At 14:43 they finished this process, and signalled to the other operation room that they were ready for transfer. Alexander's preparations were long finished by then, and they were basically waiting for us.
It took the surgeon four minutes to cut all the blood vessels and bile ducts. My liver's sections two and three were put in plastic, and fluids were pumped through them to clean them of residual blood.
After a thorough inspection on the back table, the 280 gram liver was then quickly transported next door, where the surgeons had already taken out Alexander's old liver.
My surgeon continued to clean me up, made sure there were no leakages (For instance, by injecting my biliary tree with salt water, to see if it would leak out anywhere. It didn't), and put a drain into my belly, just in case. The drain would stay in a few days, and was basically a plastic tube connected to my stomach cavity. If any fluids would drip down they would be taken away by the drain. Also, they took one of my lesser used arteries (Especially around the intestines there exist a few redundant arteries) out, so they would have spare parts in case Alexander would develop complications. They then had a easy strong peace of artery to fashion a new connection. A thick suture (stitching) was then used to zip me up inside, and my outer skin was pulled together with some thin self absorbing wire.

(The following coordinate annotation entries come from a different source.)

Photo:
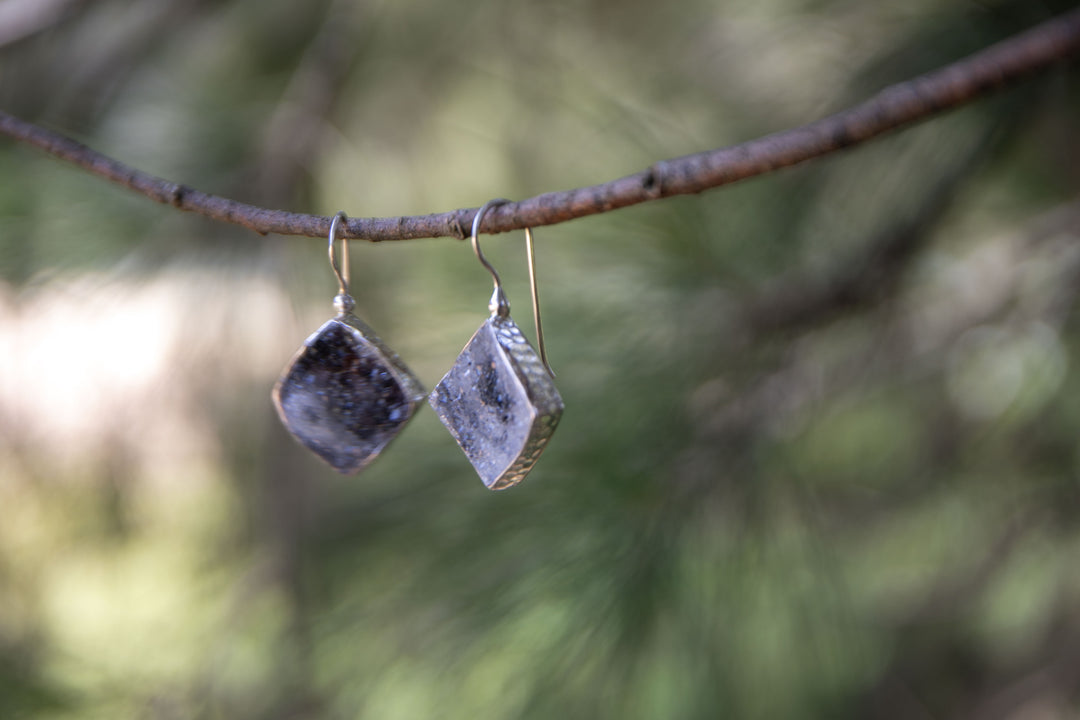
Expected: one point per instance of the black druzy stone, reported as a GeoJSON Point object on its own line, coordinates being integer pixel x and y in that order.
{"type": "Point", "coordinates": [342, 397]}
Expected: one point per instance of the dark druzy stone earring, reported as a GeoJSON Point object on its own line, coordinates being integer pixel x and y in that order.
{"type": "Point", "coordinates": [346, 395]}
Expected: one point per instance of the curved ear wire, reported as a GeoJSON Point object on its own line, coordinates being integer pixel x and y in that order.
{"type": "Point", "coordinates": [343, 301]}
{"type": "Point", "coordinates": [342, 274]}
{"type": "Point", "coordinates": [499, 304]}
{"type": "Point", "coordinates": [536, 299]}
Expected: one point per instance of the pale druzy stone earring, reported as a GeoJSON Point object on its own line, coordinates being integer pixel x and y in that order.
{"type": "Point", "coordinates": [499, 399]}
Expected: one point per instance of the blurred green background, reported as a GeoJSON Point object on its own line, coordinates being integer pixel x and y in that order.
{"type": "Point", "coordinates": [820, 452]}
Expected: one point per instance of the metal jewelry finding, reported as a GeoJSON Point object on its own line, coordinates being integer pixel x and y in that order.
{"type": "Point", "coordinates": [345, 395]}
{"type": "Point", "coordinates": [499, 401]}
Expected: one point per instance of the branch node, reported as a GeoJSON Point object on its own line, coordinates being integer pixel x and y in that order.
{"type": "Point", "coordinates": [176, 194]}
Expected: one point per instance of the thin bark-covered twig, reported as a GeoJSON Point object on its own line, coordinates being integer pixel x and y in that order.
{"type": "Point", "coordinates": [896, 106]}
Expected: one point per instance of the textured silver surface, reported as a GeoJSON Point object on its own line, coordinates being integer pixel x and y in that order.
{"type": "Point", "coordinates": [499, 403]}
{"type": "Point", "coordinates": [345, 395]}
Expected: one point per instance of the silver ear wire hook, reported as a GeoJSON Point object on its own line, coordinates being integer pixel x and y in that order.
{"type": "Point", "coordinates": [536, 299]}
{"type": "Point", "coordinates": [343, 301]}
{"type": "Point", "coordinates": [499, 306]}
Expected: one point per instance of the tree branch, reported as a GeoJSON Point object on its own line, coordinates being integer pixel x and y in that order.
{"type": "Point", "coordinates": [896, 106]}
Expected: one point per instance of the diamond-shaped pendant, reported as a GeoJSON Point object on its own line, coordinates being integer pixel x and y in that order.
{"type": "Point", "coordinates": [346, 395]}
{"type": "Point", "coordinates": [499, 403]}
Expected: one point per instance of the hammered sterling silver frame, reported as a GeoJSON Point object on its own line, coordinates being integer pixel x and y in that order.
{"type": "Point", "coordinates": [499, 401]}
{"type": "Point", "coordinates": [345, 394]}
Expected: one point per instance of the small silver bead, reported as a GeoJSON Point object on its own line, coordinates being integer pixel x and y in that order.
{"type": "Point", "coordinates": [343, 303]}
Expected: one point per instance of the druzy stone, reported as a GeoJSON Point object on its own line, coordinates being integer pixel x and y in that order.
{"type": "Point", "coordinates": [346, 395]}
{"type": "Point", "coordinates": [499, 404]}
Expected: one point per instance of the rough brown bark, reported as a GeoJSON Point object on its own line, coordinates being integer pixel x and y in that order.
{"type": "Point", "coordinates": [896, 106]}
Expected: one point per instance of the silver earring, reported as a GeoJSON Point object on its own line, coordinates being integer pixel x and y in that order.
{"type": "Point", "coordinates": [345, 395]}
{"type": "Point", "coordinates": [499, 401]}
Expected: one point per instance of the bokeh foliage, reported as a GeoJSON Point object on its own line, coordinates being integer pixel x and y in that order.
{"type": "Point", "coordinates": [819, 457]}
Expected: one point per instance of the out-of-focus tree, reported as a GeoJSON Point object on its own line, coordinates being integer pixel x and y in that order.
{"type": "Point", "coordinates": [819, 456]}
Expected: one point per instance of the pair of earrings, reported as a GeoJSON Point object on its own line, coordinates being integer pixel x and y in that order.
{"type": "Point", "coordinates": [345, 395]}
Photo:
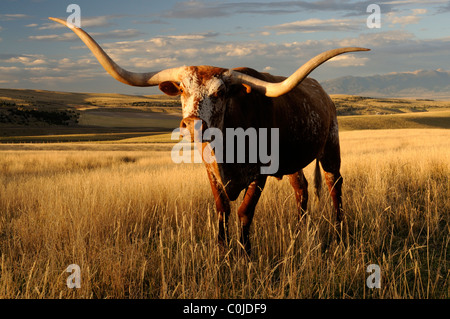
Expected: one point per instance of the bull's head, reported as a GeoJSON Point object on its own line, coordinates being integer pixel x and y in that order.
{"type": "Point", "coordinates": [203, 89]}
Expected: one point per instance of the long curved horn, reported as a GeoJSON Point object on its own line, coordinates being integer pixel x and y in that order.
{"type": "Point", "coordinates": [278, 89]}
{"type": "Point", "coordinates": [122, 75]}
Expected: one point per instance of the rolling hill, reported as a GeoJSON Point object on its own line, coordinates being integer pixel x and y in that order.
{"type": "Point", "coordinates": [430, 84]}
{"type": "Point", "coordinates": [44, 116]}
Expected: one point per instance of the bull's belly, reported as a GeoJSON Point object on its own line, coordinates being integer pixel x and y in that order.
{"type": "Point", "coordinates": [237, 176]}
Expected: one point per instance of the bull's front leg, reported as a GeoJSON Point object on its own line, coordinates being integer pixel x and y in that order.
{"type": "Point", "coordinates": [247, 210]}
{"type": "Point", "coordinates": [222, 204]}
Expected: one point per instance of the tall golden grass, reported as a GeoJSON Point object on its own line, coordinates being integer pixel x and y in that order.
{"type": "Point", "coordinates": [140, 226]}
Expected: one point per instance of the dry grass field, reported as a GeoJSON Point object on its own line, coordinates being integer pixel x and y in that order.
{"type": "Point", "coordinates": [140, 226]}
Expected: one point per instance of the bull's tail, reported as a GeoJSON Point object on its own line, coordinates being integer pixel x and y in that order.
{"type": "Point", "coordinates": [317, 179]}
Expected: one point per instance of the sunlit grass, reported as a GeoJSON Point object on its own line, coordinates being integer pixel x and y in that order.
{"type": "Point", "coordinates": [140, 226]}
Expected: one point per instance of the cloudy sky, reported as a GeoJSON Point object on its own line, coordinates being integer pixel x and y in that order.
{"type": "Point", "coordinates": [272, 36]}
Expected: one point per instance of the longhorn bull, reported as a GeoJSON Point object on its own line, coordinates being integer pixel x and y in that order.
{"type": "Point", "coordinates": [230, 98]}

At 15:00 my operation was finished. I had only lost 100ml of blood during the whole procedure. I was moved to Intensive Care as I started to wake up. I was extremely tired, but very happy to see Zuzana again. The operation had lasted a little more than eight hours. We still had to wait quite a while to hear from Alexander. I drifted in and out of sleep for the next day until they moved me to the ward.
For Alexander there was still a lot of work to be done. His old liver was taken out, the new one had to be placed. The connection between his intestines and the old liver needed to be cut and put back in place in the new one. This was a very tricky process. The main arteries leading to the liver were sewn together by the surgeon. For the smaller blood vessels and bile ducts they called in a plastic surgeon. He used a powerful microscope and very steady hands to sew them together too. The procedure went by the book. Alexander developed no complications during surgery, and eight hours later they were done. The team always made three echo's (Doppler echocardiography is a procedure that uses ultrasound technology to examine the heart or blood vessels. An echocardiogram uses high frequency sound waves to create an image of the heart while the use of Doppler technology allows determination of the speed and direction of blood flow by utilising the Doppler effect) to make sure everything is doing what it's supposed to be doing. He did loose 400 ml of blood, half of that was still in his old liver.
Because my liver was a little bit to big for Alexander, they had to leave his cut open. Forcing it closed would have almost certainly damaged the sutures (They are really very tiny stitches, stitching together tiny tiny arteries. It's fragile) on the blood veins. The wound was covered in plastic, so the risk of infection would be minimal. A few days later it would be safe and healed enough to close him up.